For each admixed individual, we let H be number of risk haplotypes and let a be the number of YRI haplotypes. Table 2 presents Pr(H, a), the joint probability mass of (H, a), where q_(⋅) = 1 − p_(⋅) for YRI, CEU and ADX, respectively. In this simulated admixture, the coefficient of correlation between H and a is

$$\rho =\frac{\sqrt{\varpi \omega }({p}_{YRI}-{p}_{CEU})}{\sqrt{(\omega {p}_{YRI}+\varpi {p}_{CEU})(\omega {q}_{YRI}+\varpi {q}_{CEU})}}=\frac{7}{12\sqrt{11}}\approx \mathrm{0.1759.}$$

(5)

Table 1 The distribution of the frequencies of deleterious alleles.

Full size table

Table 2 Generic probability mass function of (H, a) in the simulated admixture.

Full size table

Modes of disease genetics

Let y be the disease status of an admixed individual (=1, if affected; =0, if unaffected). Let f_H = Pr(y = 1|H) be the penetrance for a given H value (=0, 1, or 2). Then the disease prevalence κ = Pr(y = 1) can be formulated as

$$\kappa =\sum _{H}\,{f}_{H}\,{\rm{\Pr }}(H).$$

(6)

Let RR = f₂/f₀ be relative risk. Then, ${f}_{1}={f}_{0}\cdot RR$ for dominant mode, ${f}_{1}=\frac{1}{2}{f}_{0}\cdot (1+RR)$ for additive mode, ${f}_{1}={f}_{0}\cdot \sqrt{RR}$ for multiplicative mode, and f₁ = f₀ for recessive mode. Under each mode, ${\rm{\Pr }}(y,a|H)={\rm{\Pr }}(y|H)$ ${\rm{\Pr }}(a|H)$, namely, the disease status is independent of local ancestry a given haplotype H. It follows that

$${\rm{\Pr }}(H,a|y)=\frac{{\rm{\Pr }}(H,a){\rm{\Pr }}(y|H)}{{\rm{\Pr }}(y)}$$

(7)

for an arbitrary (H, a, y). Setting y = 0 in Eq. (7) yielding the joint probability mass of (H, a) in unaffected subpopulation:

$$Pr(H,a|y=0)=\frac{Pr(H,a)(1-{f}_{H})}{1-\kappa }.$$

(8)

Setting y = 1 in Eq. (7) yielding the joint probability mass of (H, a) in affected subpopulation:

$${\rm{\Pr }}(H,a|y=1)=\frac{\Pr (H,a){f}_{H}}{\kappa }.$$

(9)

Eqs (8) and (9) and Table 2 are necessary and sufficient to mathematically formulate the Pearson coefficient of the correlation between H and a in the entire affected subpopulation ${\rho }_{1}\mathop{=}\limits^{{\rm{def}}}{\rm{corr}}(H,a|y=1)$ and that in the entire unaffected subpopulation $\,{\rho }_{0}\mathop{=}\limits^{{\rm{def}}}{\rm{corr}}(H,a|y=0)$.

Simulation configurations

Using Table 3, we numerically computed ρ₁ and ρ₀ values for f₀ = 0.1 and each RR under each of the four disease genetic modes (Fig. 2). Under all the four modes, ρ₁ increases and ρ₀ decreases from 0.1759 as RR increases from 1 (no genetic association) to 3. The dominant mode shows the largest ratio ρ₁/ρ₀, followed in turn by the additive mode, the multiplicative mode, and the recessive mode. Of note, f₀ = f₁ = f₂ = κ under the null hypothesis of no genetic association. We acknowledge that prevalence (κ) varies for different diseases in an admixed population. For example, about 10% African Americans suffer from lifetime major depressive disorder⁴⁹, whereas about 2.7% African American suffer from dementia⁵⁰. In our simulations, we fixed f₀ = 0.1 as a reference value to inspect the type I error rate and power patterns of different association methods with respect to different disease modes, relative risks, sample sizes, and nominal significance levels.

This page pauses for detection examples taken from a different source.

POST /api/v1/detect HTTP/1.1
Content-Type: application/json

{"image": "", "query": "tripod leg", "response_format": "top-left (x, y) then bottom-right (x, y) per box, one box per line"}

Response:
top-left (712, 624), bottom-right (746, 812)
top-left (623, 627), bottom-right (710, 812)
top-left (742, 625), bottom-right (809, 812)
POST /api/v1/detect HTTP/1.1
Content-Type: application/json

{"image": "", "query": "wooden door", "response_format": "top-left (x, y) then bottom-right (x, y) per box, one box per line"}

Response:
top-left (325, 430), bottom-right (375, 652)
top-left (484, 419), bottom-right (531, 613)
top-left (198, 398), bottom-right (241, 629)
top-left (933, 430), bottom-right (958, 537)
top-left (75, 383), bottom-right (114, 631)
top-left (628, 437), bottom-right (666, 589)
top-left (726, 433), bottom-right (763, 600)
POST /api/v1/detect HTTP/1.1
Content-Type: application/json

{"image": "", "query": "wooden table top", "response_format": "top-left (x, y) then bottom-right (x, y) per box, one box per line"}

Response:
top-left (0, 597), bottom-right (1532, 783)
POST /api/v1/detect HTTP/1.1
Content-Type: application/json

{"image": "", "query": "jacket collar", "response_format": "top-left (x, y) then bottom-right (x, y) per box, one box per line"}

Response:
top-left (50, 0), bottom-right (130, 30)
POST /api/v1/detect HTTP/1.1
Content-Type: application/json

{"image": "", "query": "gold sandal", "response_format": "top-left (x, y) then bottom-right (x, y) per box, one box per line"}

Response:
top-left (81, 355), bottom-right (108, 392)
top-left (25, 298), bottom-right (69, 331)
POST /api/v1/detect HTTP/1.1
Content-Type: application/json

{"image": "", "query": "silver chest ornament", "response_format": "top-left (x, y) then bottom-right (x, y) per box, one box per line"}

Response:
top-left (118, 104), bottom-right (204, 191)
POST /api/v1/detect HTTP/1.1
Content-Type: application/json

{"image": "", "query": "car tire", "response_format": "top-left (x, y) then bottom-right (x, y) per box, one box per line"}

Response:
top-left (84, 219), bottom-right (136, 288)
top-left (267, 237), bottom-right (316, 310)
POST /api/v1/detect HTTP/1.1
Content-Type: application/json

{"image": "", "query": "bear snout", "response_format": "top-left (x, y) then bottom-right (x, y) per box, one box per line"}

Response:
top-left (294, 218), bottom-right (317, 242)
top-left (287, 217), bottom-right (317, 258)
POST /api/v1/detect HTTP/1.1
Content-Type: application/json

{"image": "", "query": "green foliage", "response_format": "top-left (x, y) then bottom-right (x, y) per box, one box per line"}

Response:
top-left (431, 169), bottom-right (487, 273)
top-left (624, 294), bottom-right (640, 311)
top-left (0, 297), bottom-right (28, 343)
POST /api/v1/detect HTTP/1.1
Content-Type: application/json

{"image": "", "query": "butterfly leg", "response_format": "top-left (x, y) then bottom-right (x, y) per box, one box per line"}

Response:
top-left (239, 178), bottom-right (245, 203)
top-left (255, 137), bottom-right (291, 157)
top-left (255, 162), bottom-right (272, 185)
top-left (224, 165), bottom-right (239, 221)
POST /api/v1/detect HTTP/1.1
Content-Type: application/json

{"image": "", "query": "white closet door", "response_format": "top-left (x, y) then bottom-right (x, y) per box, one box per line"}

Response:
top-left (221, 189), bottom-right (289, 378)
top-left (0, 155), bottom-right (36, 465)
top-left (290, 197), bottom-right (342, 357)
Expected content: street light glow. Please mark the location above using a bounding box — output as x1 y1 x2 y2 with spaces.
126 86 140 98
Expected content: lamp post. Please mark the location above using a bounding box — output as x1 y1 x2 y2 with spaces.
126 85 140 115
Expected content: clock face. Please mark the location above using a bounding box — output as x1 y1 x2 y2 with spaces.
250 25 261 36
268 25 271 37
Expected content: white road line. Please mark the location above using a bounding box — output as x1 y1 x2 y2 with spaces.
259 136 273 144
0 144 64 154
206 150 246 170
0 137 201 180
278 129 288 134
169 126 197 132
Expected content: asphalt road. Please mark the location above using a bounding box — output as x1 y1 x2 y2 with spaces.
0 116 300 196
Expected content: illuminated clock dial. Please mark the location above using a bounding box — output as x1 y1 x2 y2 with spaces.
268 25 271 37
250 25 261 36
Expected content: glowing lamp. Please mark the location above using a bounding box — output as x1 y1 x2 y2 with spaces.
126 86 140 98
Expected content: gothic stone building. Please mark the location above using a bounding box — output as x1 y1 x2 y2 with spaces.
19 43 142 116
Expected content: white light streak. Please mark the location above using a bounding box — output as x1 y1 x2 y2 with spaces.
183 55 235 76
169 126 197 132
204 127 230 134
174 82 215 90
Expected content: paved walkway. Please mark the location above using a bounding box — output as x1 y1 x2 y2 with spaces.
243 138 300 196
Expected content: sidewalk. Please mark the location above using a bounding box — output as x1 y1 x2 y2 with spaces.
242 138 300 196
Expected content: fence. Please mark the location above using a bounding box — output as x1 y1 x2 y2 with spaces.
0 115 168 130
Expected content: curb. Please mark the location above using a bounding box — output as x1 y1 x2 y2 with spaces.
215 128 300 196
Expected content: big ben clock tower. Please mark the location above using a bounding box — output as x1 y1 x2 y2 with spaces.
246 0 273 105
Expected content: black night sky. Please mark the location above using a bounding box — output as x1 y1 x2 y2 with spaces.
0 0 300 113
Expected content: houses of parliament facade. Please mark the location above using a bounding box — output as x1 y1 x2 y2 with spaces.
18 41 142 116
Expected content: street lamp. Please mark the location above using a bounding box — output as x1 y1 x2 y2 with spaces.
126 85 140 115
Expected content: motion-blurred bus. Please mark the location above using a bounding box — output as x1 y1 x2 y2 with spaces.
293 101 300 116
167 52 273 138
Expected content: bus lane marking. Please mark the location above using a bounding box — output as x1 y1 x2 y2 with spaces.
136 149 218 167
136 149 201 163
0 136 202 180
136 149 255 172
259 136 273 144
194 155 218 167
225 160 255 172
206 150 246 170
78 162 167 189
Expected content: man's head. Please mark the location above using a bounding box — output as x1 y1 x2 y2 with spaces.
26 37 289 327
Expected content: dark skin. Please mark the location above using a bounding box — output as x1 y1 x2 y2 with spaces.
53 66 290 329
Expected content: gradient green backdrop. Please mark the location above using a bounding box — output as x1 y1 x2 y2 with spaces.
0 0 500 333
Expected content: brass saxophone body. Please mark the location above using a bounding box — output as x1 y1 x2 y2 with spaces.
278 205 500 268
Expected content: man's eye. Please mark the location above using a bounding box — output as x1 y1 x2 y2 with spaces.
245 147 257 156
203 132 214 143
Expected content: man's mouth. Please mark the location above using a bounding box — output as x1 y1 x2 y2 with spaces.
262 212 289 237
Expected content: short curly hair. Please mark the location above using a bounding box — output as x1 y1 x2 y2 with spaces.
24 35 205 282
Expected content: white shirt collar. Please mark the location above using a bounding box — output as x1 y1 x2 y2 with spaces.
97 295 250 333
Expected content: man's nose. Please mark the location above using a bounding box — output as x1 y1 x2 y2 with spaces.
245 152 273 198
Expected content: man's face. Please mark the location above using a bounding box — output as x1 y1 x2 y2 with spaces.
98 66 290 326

Table 3 Specific probabilities of (H, a) used in the simulation*.

Full size table

For each RR value under each mode, at each replication we simulated region wide genotypes and ancestries of n₁ affected and n₀ unaffected individuals from the admixed population. For each specific scenario, we adopted sample sizes n₁ = n₀ = 500 and then n₁ = n₀ = 2,000 to inspect the impacts of sample sizes on power levels and type I error rates of the methods under comparison. These sample sizes are realistic in that they reflect the scales of recent deep sequencing studies in African Americans. For example, 489 Alzheimer’s cases and 472 controls were sequenced a target sequencing study on Alzheimer’s disease⁵¹. The Jackson Heart Study⁵² has deeply sequenced more than 3400 African Americans.

To accurately evaluate the TIERIFs of the methods, we simulated 10⁸ replications of genotypes and ancestries by setting RR = 1 under each of the four disease modes. This number of replications is sufficient and necessary for evaluating type I error rates of gene-based tests at nominal genome-wide significance level (2.5 × 10⁻⁶). For power comparisons, we generated 20,000 replications for each given RR value (>1) under each of the four disease modes. This number of replications would be sufficient for reliably inspecting power patterns.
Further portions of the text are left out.